VTのボイストレーニングに通うクライアント様では大体1年間毎週の「トレーニング+自己練習」で福山雅治さんの特に低い曲を選ばなくてはいけなかった方が現在はCHEMISTRYさんの曲を練習しています。
歌っている曲を比べれば音域がどのくらい拡がったか簡単に想像が付くと思います。
音程が良くなります
高音発声時に強く働く輪状甲状筋(CT)は声帯を引っ張ったり緩めたりする働きがあり、音程をコントロールする筋肉でもあります。
従って「音程が取りづらい」と言う方が高音のトレーニングを行う事により、音程を正確さを上げる事が出来ます。
ちなみに「いわゆる(耳で音程が聞こえない)音痴(TONE DEAF)の場合どうするのですか?」と質問を受けた事がありますが、僕はこのタイプにはお会いした事がないです。
「音程感が甘い」「スケール感や音楽的秩序が甘い」と言う人は多く見かけます。(この場合は音楽的な訓練が必要になります。)
しかし、2つ音を出して「どちらが高いかどちらが低いかわかりますか?」とドとソを出して不正解の人には未だお会いした事がありません。
一見、絶望的な音痴のように見えてもボイストレーニングを行う事によって状態の改善は十分に行う事が出来ます。
今のところですが。
声が明るくきらびやかになります
特に低い声種の方、もしくは高音域の訓練をほとんど行った事が無い方が大きく恩恵を受ける事です。

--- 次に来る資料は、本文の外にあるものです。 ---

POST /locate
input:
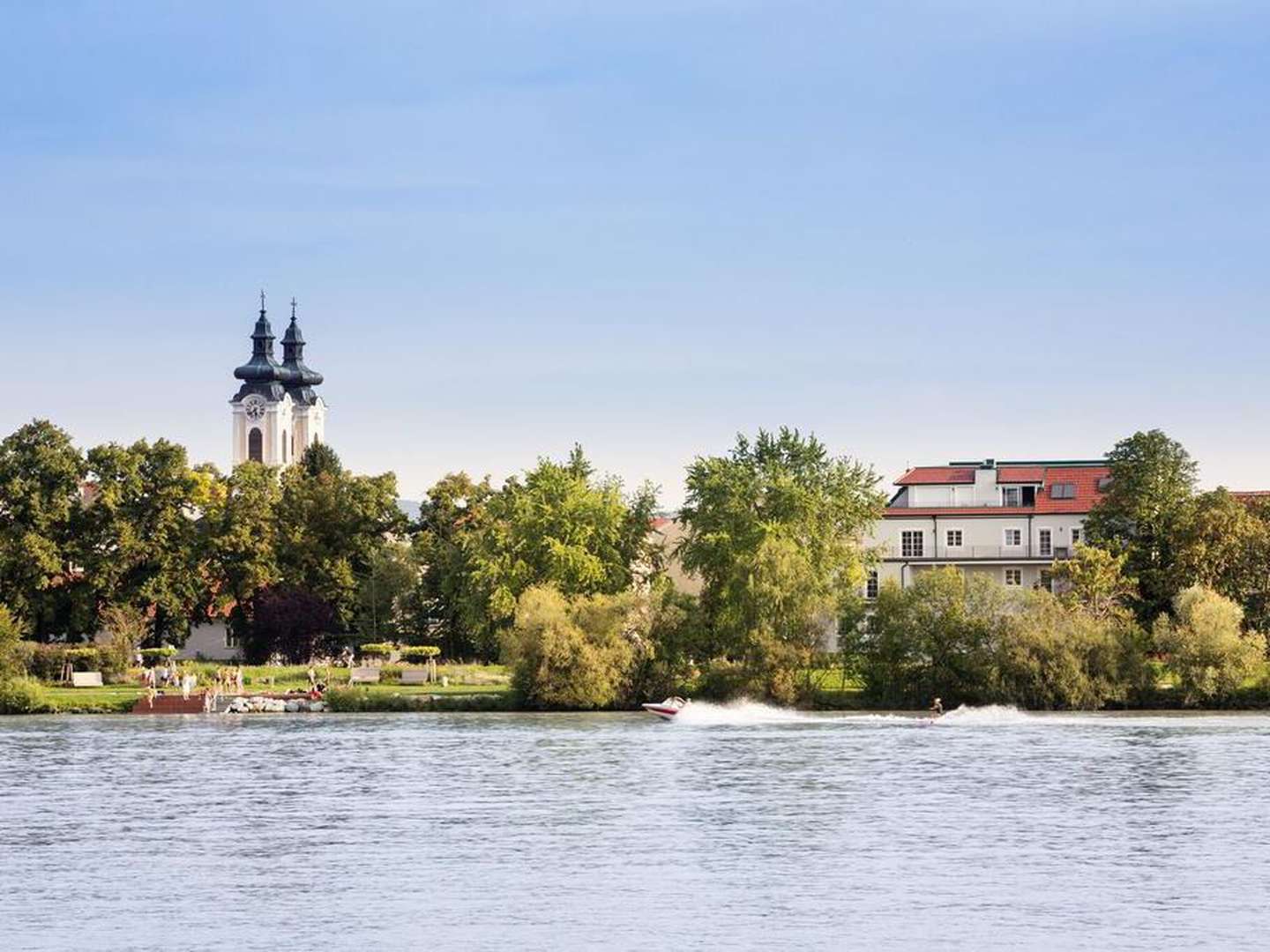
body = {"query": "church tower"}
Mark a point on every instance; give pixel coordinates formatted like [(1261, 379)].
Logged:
[(277, 415)]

オペラ歌手(バリトン)の方を訓練した際にこんな感想をいただきました。
「バリトン歌手と言うのはG4までしか歌で出ないんだ。だからG4以降の音程をほとんど訓練する事がない。
しかしこの訓練を受けてC5を越える音程まで練習をするようになり、声が軽く感じ、音程が下がらないようになった。
そしてトーンがくぐもりやすかったのがとても明るくなったんだ。」
またベテランの演歌歌手の女性からもこんな感想をいただきました。
「今までどうしても歌わなくてはいけないヒット曲の高い音が怖くて仕方なかったけど、今では安心して歌えるようになった。
周りから声が明るくなったと言われてうれしい!」
このように男性も女性も共通して「声が明るくなった」との感想をいただいています。
高くなれば高くなるほど周波数は高くなり、それに含まれる倍音も高くなります。
歌で使わないような高音を訓練する事により、歌唱音域での倍音が多くなったと推測されます。

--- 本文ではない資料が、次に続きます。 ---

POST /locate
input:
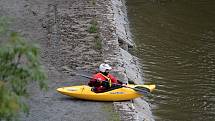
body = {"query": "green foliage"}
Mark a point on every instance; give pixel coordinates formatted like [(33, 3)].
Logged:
[(19, 65), (93, 27), (98, 42)]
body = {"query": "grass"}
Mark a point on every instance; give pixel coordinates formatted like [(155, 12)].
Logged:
[(93, 26), (98, 42)]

ちなみにきらびやかに聞こえる周波数は計測した結果、1kHzから5kHz程度でした。
声の悩みは深いものになりやすい
僕がボイストレーニングを行っていて思うのは、声の悩みは周囲の人達が思う以上に本人は悩み、落ち込む傾向にあると言う事です。
「高い声が出るかどうかなんて音楽的には関係ないよ」「高い声を出したいなんて幼稚だよ」と周りが言っても本人はその音が出したいものですし、それがコンプレックスになってしまう事も多々あるようです。
歌手はきちんと訓練して自分の喉で出せる音域は極力広くしておく必要があると思います。

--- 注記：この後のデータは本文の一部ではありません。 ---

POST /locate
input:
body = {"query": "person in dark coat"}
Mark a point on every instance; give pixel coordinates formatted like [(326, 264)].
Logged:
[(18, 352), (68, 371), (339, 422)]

その訓練を踏んだ結果、その人の最も魅力的な音域が見つかってくるものだと思います。
そして世の中の男性のほとんどはテナー(男声高音)であり、女性はソプラノ(女声高音)です。
音域がテナーやソプラノでない場合、ほとんどの場合で発展途上のテナーかソプラノです。
つまりは世の中にいるほとんどの人は訓練をすれば高音が出るようになるポテンシャルを持っています。
余談になりますが
クラシックやミュージカルではキーを変える事は出来ません。
歌いたいキャラクターの高さで歌えなければオーディションで選ばれる事はありません。
またジャズやオリジナルのポップスは、そのシンガーの声に合わせてキーを設定しますが、これが2つの種類のシンガーを生んでいるように見える事があります。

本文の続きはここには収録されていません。